The Model 54 was an all-metal four-seat helicopter using the same basic rotor system employed in other Bell models, featuring a two-blade rotor with stabilising bar. Power was provided by one 275hp Continental XO-47-5 engine located at the bottom of the rear cabin. Accommodation was provided for a crew of two seated side-by-side in a largely glazed cabin. It had a semi-monocoque fuselage reinforced with stiffeners and fitted with a horizontal stabiliser, and a tricycle (later quadricycle) non-retractable undercarriage. The two-bladed anti-torque rotor was fitted on the starboard side. Three aircraft were built (s/n 46-530/532) and tested but no production contracts followed. Development of the Model 54 came to a halt at the end of 1950. No XH-15 has survived.
A.J.Pelletier "Bell Aircraft since 1935", 1992
Late in 1946 the Army Air Forces ordered three Bell Model 54 light helicopters for evaluation in the observation, liaison, and light utility roles. The aircraft were initially designated XR-15, but this had been changed to XH-15 by the time the first example made its maiden flight in March 1948.

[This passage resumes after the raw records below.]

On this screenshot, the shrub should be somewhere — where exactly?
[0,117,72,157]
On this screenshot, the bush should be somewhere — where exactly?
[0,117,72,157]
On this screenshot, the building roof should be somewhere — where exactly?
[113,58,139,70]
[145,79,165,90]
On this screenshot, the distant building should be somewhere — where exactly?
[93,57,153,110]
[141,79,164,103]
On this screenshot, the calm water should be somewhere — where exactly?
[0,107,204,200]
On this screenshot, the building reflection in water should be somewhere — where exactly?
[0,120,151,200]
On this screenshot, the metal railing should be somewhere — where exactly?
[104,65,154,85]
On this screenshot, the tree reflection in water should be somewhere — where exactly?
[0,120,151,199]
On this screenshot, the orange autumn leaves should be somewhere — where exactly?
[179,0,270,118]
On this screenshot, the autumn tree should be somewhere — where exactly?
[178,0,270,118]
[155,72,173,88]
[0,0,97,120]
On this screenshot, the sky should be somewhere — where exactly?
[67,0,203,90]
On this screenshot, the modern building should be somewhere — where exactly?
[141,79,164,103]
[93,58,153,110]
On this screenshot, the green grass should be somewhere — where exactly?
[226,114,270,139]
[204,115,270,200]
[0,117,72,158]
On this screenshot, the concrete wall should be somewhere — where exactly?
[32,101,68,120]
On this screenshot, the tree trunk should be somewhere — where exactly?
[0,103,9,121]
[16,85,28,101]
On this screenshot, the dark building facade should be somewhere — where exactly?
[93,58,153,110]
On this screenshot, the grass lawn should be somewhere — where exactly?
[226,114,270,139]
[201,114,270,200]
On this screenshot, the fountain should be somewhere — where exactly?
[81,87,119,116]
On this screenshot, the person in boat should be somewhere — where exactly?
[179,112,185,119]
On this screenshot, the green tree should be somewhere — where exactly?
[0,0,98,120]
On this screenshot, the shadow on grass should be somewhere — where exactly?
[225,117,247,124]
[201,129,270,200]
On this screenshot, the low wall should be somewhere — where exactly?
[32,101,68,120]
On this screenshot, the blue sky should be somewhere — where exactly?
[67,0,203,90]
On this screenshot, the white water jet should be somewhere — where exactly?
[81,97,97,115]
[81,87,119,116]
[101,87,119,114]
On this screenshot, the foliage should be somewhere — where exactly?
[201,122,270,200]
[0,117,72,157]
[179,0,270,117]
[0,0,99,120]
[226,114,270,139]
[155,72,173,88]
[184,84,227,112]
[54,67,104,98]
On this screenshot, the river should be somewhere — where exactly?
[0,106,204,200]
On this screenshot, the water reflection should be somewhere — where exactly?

The XH-15 was of conventional pod-and-boom layout, and its metal tube framework was covered with aluminium skin. The craft was characterized by a wheeled tricycle landing gear and an early version of the rounded plexiglass 'bubble' cockpit enclosure that eventually became de rigueur for seemingly all light civil and military helicopters. The XH-15 was powered by a turbosupercharged 285hp engine, and used the stabilizer bar-equipped two-bladed rotor developed by Bell for the earlier Model 30 helicopter of 1943.
Though funded by the Army Ground Forces (AGF) the XH-15 was evaluated almost exclusively by the Air Force, the latter service having taken control of several AGF aviation projects following the 1947 creation of the USAF. Though an essentially capable machine the XH-15 was not adopted for service use, and all three examples acquired were used by the Army as high altitude research vehicles until stricken from the inventory in the early 1950s.